Tuesday, March 8, 2011

Employee Provident Fund (EPF) not to give interest for non operative accounts for 36 months effective April 1, 2011


All provident fund subscribers who have accounts which are not operative for 36 months will cease to accumulate any interest after April 1, 2011. Hence it is important that all non operative provident fund (PF) accounts should be transferred or settled before April 1, 2011.

According to EPFO estimates, there were 30.5 million inoperative accounts across 120 offices. In all, the agency had 47.1 million subscribers at the end of March 2009, which is estimated to have increased during the last financial year.




earlier in this financial year interest in provident fund has been increased by 100 basis points (1%) to 9.5% which happens to be very attractive considering all the returns are tax free.


The idea behind this is that majority of non operative accounts are having balance of less than Rs.5000/- and cost of maintaining these accounts are not borne by anyone which otherwise is done @1.1 % per annum by employers.
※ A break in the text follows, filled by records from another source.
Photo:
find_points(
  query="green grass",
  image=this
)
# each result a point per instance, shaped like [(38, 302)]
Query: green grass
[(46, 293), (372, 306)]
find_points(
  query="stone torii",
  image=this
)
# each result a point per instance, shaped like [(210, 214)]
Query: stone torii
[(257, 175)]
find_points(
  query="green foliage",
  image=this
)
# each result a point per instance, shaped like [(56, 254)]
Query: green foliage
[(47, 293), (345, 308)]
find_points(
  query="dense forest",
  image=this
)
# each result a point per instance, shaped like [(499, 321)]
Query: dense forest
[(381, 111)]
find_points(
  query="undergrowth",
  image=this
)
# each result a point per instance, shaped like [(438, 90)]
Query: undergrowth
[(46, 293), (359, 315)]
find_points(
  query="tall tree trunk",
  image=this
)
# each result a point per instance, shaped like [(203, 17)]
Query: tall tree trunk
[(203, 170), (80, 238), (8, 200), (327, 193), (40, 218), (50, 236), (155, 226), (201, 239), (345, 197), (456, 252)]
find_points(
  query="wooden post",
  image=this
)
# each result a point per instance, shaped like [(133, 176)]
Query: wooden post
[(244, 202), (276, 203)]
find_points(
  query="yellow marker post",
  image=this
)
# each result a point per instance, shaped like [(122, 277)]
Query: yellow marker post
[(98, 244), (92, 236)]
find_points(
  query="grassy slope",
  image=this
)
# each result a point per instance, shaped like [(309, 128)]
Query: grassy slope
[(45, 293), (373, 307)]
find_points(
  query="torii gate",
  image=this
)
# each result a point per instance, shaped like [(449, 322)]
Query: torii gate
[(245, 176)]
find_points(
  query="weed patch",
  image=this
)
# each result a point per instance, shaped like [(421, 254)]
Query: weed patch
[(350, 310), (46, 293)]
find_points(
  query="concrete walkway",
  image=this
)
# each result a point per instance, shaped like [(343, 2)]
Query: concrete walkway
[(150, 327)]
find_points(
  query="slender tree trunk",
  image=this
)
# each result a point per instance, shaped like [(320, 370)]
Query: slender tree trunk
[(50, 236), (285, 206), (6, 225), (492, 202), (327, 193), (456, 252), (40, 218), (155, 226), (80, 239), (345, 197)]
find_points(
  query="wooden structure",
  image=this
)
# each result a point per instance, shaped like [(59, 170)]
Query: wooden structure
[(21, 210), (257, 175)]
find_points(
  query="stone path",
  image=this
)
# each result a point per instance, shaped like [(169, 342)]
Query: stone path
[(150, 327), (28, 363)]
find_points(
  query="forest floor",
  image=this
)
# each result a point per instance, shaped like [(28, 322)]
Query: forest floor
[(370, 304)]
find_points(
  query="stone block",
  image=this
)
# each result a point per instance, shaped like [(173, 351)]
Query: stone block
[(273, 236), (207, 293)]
How to withdraw the Provident Fund
Fill up the form 19 Provident Fund dues on leaving service /retirement/ termination and send it to regional office through your last employer. Status of the same can be checked online at http://59.177.81.198/homepage_claim_status_new.php

How to transfer the Provident Fund
Fill up the form 13 and forward it to the regional Provident Fund (PF) office through your present employer.